The earliest record of a settlement in the area is in AD792 when King Offa (he of Offa’s dyke fame) founded a religious house. Now there is a weekly market which attracts lots of people.
|We loved this cute little van selling Marley coffee|
We stopped for lunch at Pitcher and Piano which is in the building that used to be the corn exchange and has been decorated beautifully – very vintage. Lots of the furniture I would have in my dream home. The food was scrummy and served in blue and white enamel bowls which added to the ambiance. Here’s a few pics from inside.
|Attempt at a selfie in a mirror – at least you can see Ken|
Now for those elusive black squirrels which we have seen in the churchyard in the past. The church is St Mary’s and the current building dates from around the 14th century. It’s a lovely old building with great headstones around it.
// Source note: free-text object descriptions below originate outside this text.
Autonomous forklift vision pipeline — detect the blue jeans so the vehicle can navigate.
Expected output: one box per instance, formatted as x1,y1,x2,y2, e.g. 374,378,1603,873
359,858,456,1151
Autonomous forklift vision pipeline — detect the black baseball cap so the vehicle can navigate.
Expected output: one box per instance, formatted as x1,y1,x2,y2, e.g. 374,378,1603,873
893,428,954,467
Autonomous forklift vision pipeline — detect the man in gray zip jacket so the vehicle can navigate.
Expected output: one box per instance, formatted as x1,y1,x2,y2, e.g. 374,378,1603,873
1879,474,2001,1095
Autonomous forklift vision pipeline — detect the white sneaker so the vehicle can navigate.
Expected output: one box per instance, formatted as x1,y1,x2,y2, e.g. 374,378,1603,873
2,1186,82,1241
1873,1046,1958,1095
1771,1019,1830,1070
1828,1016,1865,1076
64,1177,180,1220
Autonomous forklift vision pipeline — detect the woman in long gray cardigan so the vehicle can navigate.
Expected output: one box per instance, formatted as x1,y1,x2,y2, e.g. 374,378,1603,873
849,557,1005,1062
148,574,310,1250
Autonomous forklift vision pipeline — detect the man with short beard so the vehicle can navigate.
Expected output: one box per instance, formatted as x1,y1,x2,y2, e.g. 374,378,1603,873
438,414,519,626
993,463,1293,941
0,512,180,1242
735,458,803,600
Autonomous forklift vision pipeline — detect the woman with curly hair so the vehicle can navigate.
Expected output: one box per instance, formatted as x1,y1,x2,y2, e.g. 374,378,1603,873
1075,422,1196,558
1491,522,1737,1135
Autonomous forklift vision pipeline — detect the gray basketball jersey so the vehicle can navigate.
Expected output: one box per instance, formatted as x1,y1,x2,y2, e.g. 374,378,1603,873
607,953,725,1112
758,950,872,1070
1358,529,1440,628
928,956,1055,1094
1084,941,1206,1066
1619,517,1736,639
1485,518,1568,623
We arrived in the churchyard armed with hazelnuts to tempt the beasties as I was sure that would bring them scurrying to greet us. We met a very cute and curious grey squirrel (I know a lot of people think they’re vermin but they always make me smile) and in the absence of any of his darker relatives we gave him many hazelnuts. He was so adorable, checking each nut out before scurrying away to bury them.
|Burying a nut in front of a headstone|
The closest we got to a black squirrel was this shy chappy who has a bit of cross breeding going on – if you look closely you can see that he has a black tail and darker patches on his face and arms.
It was a lovely day out communing with the urban wildlife. So if you’re ever in Hertfordshire keep an eye open for the mysterious black squirrels.
Until next time,stay safe and be happy.
Pamela and Ken
P.S: Final two pics are of the toilet (yes I know I’m a bit obsessed) in Pitcher and Piano – very much continued the vintage theme.